In the social media post, Ms Keogan wrote: “This was a tragic end for this family, but should children with special needs who have poor ability to communicate be microchipped with GPS? This has been asked of me by a parent of a teenager with no verbal skills! What do you think? Please discuss!”
Amid criticism of her comments, Ms Keogan sought to defend the post in an interview with Michael Reade on LMFM on Wednesday morning.
She said: “I basically have used my position to verbalise the distraught father who basically wanted the issue discussed in a public forum and use me as a vessel to do that and I am sorry if that has offended people.
"It certainly wasn’t my intention to ever ever set out to offend people.”
She said that there was now microchipping GPS labels that you can put onto the clothing, GPS watches for children and microchipping in mobile phones. “These are things that are already there,” she said.

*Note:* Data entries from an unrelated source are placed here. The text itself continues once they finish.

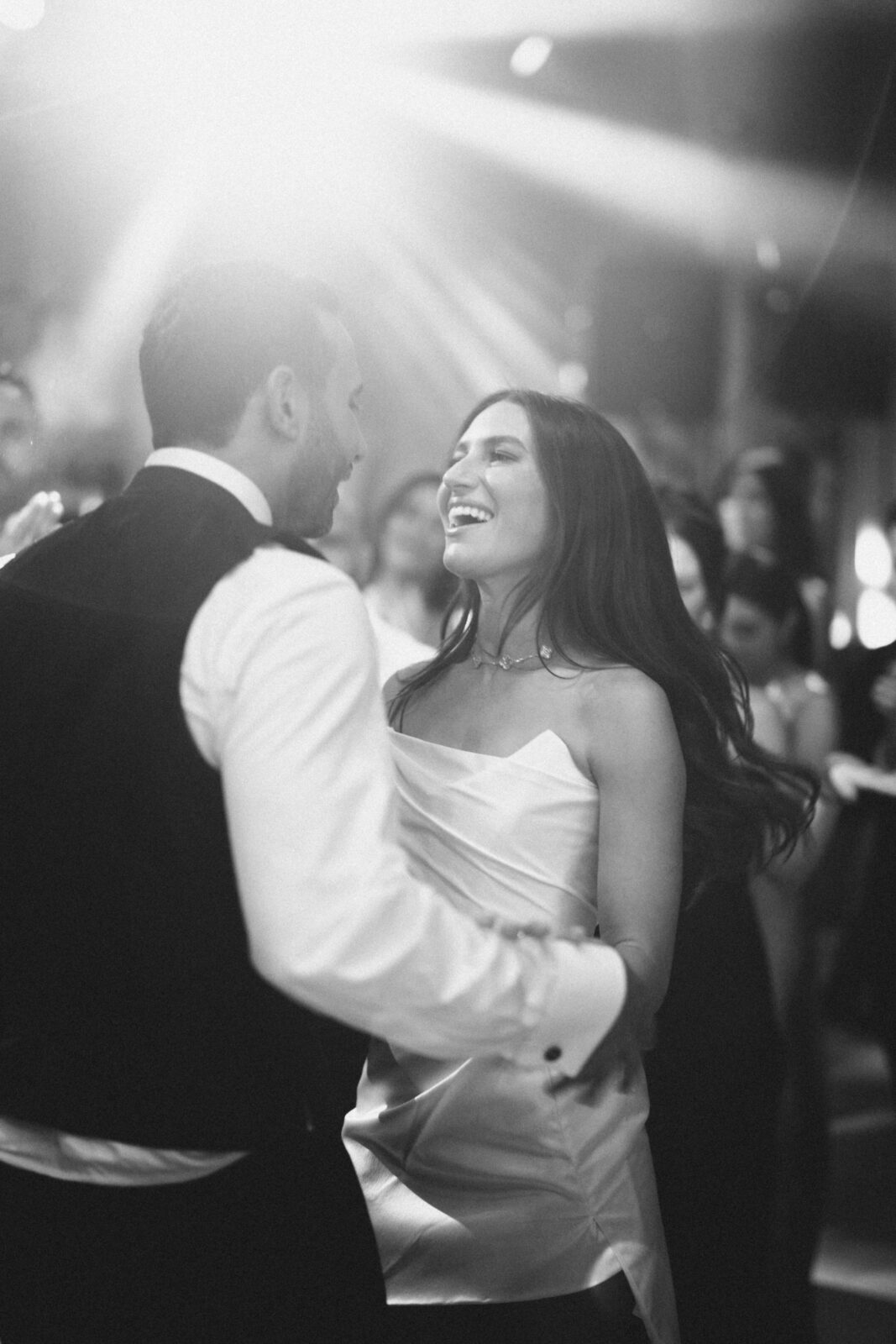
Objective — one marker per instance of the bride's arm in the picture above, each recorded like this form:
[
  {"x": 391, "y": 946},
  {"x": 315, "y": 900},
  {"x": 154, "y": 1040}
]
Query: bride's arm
[{"x": 637, "y": 764}]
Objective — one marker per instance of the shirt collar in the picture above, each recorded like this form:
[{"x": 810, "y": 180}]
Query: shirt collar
[{"x": 221, "y": 474}]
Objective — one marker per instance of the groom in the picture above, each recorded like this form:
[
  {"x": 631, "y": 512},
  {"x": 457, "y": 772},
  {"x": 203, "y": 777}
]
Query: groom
[{"x": 196, "y": 862}]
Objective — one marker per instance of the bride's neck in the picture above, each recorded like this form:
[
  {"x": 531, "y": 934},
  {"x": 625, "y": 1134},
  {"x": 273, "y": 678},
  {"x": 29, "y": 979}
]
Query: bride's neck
[{"x": 493, "y": 624}]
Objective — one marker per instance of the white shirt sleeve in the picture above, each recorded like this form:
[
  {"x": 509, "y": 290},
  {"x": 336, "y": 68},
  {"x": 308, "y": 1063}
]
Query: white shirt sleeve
[{"x": 280, "y": 691}]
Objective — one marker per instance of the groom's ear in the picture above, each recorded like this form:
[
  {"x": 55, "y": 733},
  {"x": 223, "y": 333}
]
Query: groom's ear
[{"x": 286, "y": 403}]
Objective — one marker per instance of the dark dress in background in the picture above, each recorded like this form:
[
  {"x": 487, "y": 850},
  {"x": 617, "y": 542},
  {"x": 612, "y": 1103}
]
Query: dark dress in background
[{"x": 715, "y": 1079}]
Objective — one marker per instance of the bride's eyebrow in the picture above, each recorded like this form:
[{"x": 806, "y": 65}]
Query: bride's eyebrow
[{"x": 492, "y": 441}]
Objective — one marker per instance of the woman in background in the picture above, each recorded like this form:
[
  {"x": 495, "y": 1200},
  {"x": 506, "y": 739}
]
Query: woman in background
[
  {"x": 766, "y": 514},
  {"x": 409, "y": 586},
  {"x": 766, "y": 628},
  {"x": 570, "y": 754},
  {"x": 715, "y": 1075}
]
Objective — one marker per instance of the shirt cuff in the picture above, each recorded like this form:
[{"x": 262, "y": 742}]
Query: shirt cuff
[{"x": 587, "y": 998}]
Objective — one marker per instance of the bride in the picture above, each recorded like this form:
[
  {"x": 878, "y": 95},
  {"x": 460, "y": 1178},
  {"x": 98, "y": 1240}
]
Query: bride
[{"x": 571, "y": 756}]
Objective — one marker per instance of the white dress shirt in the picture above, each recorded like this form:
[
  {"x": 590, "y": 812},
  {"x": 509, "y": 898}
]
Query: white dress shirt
[{"x": 280, "y": 692}]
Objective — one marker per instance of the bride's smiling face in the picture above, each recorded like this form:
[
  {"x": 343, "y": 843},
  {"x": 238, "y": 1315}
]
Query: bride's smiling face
[{"x": 493, "y": 499}]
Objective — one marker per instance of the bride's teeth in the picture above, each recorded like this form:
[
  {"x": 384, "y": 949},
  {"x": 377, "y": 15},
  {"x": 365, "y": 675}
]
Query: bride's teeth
[{"x": 461, "y": 512}]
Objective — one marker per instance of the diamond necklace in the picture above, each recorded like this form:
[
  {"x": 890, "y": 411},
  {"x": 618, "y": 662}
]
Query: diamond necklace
[{"x": 506, "y": 663}]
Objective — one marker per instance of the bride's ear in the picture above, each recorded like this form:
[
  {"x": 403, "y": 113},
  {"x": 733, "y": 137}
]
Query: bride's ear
[{"x": 286, "y": 403}]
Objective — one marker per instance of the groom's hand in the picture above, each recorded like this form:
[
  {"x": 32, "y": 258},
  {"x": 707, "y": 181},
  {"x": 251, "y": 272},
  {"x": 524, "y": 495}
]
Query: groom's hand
[{"x": 617, "y": 1054}]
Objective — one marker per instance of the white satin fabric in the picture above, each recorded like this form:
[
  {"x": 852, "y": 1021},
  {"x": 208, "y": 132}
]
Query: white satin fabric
[{"x": 481, "y": 1187}]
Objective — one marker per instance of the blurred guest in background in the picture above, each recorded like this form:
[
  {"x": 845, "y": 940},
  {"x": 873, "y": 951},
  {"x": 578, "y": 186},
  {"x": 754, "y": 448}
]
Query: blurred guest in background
[
  {"x": 348, "y": 548},
  {"x": 766, "y": 514},
  {"x": 716, "y": 1072},
  {"x": 409, "y": 585},
  {"x": 766, "y": 628}
]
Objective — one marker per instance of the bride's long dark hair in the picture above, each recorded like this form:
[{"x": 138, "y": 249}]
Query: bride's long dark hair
[{"x": 606, "y": 586}]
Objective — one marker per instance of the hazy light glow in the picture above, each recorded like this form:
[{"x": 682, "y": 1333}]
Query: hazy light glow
[
  {"x": 873, "y": 558},
  {"x": 716, "y": 202},
  {"x": 875, "y": 618},
  {"x": 22, "y": 15},
  {"x": 841, "y": 631},
  {"x": 531, "y": 55}
]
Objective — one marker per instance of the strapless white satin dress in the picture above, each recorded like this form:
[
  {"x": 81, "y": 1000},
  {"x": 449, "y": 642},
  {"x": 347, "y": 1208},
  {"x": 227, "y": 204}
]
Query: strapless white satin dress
[{"x": 481, "y": 1187}]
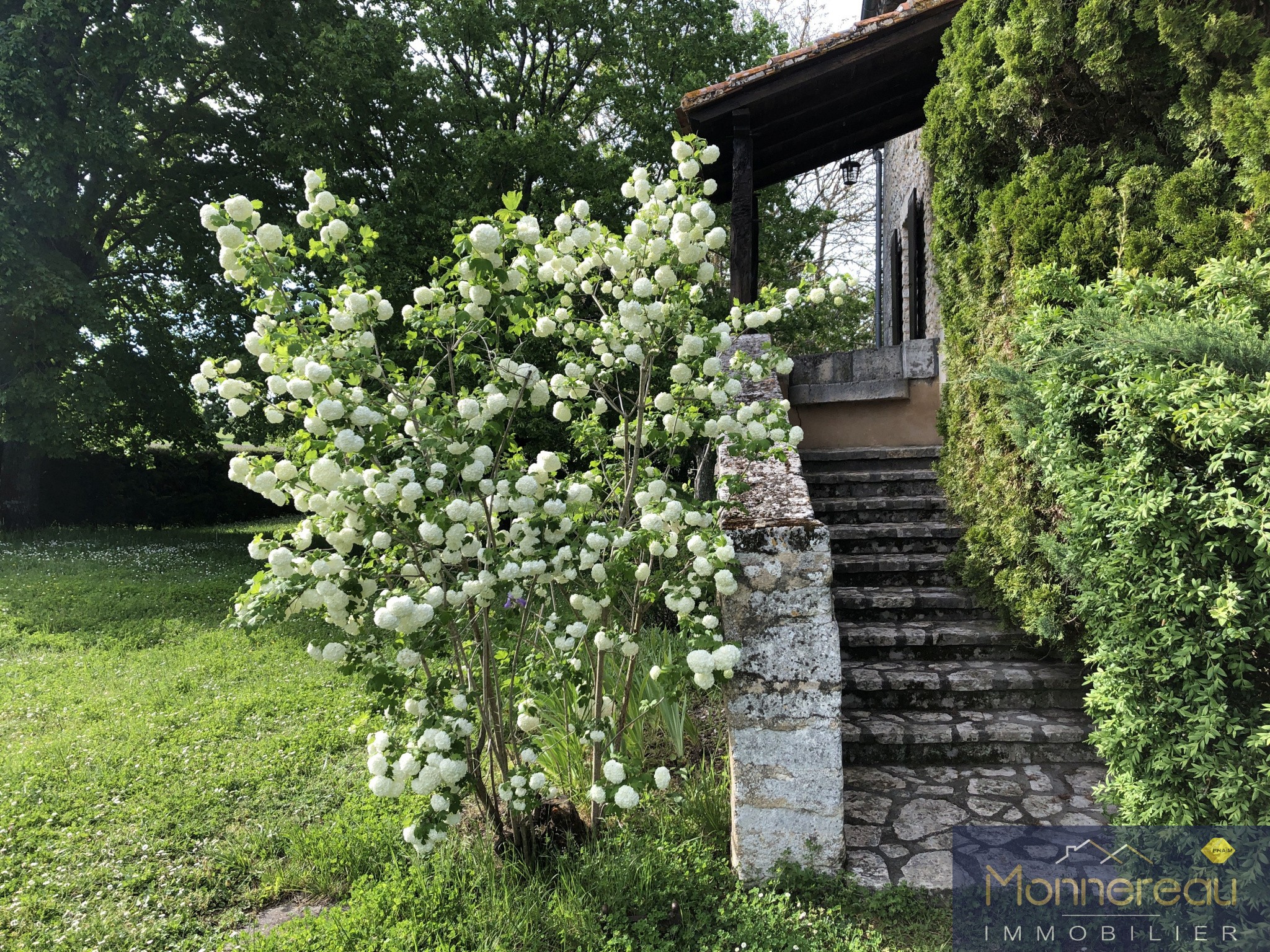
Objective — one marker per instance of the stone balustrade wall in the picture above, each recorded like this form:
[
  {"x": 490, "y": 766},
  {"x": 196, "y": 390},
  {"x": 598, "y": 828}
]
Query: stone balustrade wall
[{"x": 785, "y": 700}]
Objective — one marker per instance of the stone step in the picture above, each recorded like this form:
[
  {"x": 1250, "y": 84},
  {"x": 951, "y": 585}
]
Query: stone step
[
  {"x": 900, "y": 818},
  {"x": 918, "y": 570},
  {"x": 962, "y": 684},
  {"x": 933, "y": 641},
  {"x": 905, "y": 603},
  {"x": 871, "y": 483},
  {"x": 856, "y": 459},
  {"x": 848, "y": 511},
  {"x": 1006, "y": 736},
  {"x": 894, "y": 537}
]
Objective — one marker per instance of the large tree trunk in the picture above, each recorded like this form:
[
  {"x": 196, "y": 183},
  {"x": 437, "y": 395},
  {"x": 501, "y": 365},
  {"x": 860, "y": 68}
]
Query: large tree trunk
[{"x": 19, "y": 485}]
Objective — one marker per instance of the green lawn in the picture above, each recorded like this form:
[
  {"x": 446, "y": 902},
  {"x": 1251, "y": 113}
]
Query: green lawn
[{"x": 164, "y": 777}]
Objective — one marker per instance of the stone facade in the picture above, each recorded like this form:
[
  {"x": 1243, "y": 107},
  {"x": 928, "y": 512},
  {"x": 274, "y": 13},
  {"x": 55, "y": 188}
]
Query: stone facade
[
  {"x": 784, "y": 703},
  {"x": 901, "y": 819},
  {"x": 905, "y": 170}
]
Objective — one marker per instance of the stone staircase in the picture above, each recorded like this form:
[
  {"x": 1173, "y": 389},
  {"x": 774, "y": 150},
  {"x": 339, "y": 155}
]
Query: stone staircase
[{"x": 948, "y": 718}]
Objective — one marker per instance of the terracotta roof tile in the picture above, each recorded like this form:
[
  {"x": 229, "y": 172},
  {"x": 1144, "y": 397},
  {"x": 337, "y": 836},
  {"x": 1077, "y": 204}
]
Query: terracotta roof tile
[{"x": 821, "y": 47}]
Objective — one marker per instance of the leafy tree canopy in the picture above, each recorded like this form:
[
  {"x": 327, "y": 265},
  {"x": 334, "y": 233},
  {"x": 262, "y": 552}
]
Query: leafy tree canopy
[{"x": 118, "y": 118}]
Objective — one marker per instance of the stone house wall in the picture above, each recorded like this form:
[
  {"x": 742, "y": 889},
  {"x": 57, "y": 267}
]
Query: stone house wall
[
  {"x": 904, "y": 170},
  {"x": 785, "y": 700}
]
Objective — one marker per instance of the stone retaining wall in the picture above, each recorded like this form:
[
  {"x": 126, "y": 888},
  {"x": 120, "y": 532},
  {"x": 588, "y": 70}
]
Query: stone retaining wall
[{"x": 784, "y": 703}]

She said she was approached by the father of a non-verbal adolescent at the time of the tragedy last year who was distraught over the Nora Quoirin’s death and wanted to find ways to protect his son.
“He basically asked me if I would discuss the issue in relation to GPS and some sort of a GPS system that would, if his child did ever happen to be on vacation and did go missing, that he would be able to find that child,” she said.
“He said: 'Can you discuss it and open the conversation on it'. I’ve always been a voice for those who are voiceless. I’ve always spoken up for those who may not have their voice or not capable of expressing what it is they want to express and I did that and you can see some of the comments on it.
“I didn’t make any comment on it whatsoever. I didn’t agree with it or disagree with it because I am not going to make a judgement on any parent who has a child that is non-verbal.”
Ms Keogan was elected to Meath County Council for two electoral areas in last year’s local elections - Laytown/Bettystown and Ashbourne - and recently claimed that it was “unfair” and “unjust” that she was not entitled to two State grants for female candidates.